What Happened
A LocalLLaMA community member documented four reproducible bugs in Qwen 3.5 tool calling after hundreds of log analysis sessions using llama.cpp, Ollama, and vLLM. The findings were synthesized with Claude Opus 4.6 and validated against live servers. The specific stack that achieved 99% reliability: Pi coding agent + llama.cpp + Bartowski Q5_K_L quants.
- Bug 1 – XML leakage: Qwen 3.5 emits tool calls as raw XML (
<function=bash>). When text precedes the XML tag or thinking mode is enabled, servers returnfinish_reason: stopinstead of parsing the call. The agent never executes the tool. - Bug 2 – Thinking block contamination: Tool calls emitted inside
<think>blocks are invisible to the server parser. llama.cpp issue #20837 is still open. - Bug 3 – Ollama partial fix: Ollama issue #14745 patched some cases but still occasionally prints tool calls as plain text in streaming mode.

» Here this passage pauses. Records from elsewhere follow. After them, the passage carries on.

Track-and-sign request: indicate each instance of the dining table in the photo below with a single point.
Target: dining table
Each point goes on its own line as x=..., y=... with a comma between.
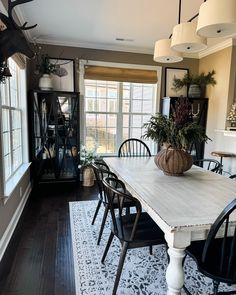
x=184, y=207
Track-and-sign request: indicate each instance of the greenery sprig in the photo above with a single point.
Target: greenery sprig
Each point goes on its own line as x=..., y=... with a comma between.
x=179, y=131
x=188, y=79
x=87, y=157
x=45, y=67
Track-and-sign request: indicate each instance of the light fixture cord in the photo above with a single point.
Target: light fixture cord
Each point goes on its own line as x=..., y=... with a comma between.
x=189, y=21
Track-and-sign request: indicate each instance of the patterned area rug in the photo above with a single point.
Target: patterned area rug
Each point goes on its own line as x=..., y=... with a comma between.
x=142, y=273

- Bug 4 – vLLM streaming drops opening brace: vLLM issue #35266 causes malformed JSON tool calls during streaming, breaking downstream parsers.
Why It Matters
Qwen 3.5 is one of the most capable open-weight model families for coding agents and function-calling pipelines, but these bugs make it unreliable in production agentic loops without workarounds. Indie developers building coding assistants, browser agents, or API orchestration tools on local inference will hit these failures silently — the model appears to respond but no tool executes. The fix requires both server-side patches (some still pending) and client-side prompt engineering.
Asia-Pacific Angle
Qwen 3.5 is developed by Alibaba Cloud and is the dominant open-weight choice for Chinese and Southeast Asian developers due to its strong multilingual performance and permissive licensing. Teams in China, Vietnam, Indonesia, and Singapore building local-first AI agents — often to avoid OpenAI API costs or data residency issues — are disproportionately affected by these bugs. The recommended stack (llama.cpp + Bartowski quants + Q5_K_L quantization) runs on consumer hardware common in the region. Developers using Nano-GPT or similar lightweight inference servers should apply client-side XML parsing patches immediately, as server-side fixes are not yet merged upstream.
Action Item This Week
If you run Qwen 3.5 with llama.cpp, pin to a Bartowski Q5_K_L quant, disable thinking mode during tool-calling loops, and add a client-side parser that detects raw <function= XML output and re-routes it as a tool call — do not rely on finish_reason: tool_calls alone until llama.cpp issues #20260 and #20837 are closed.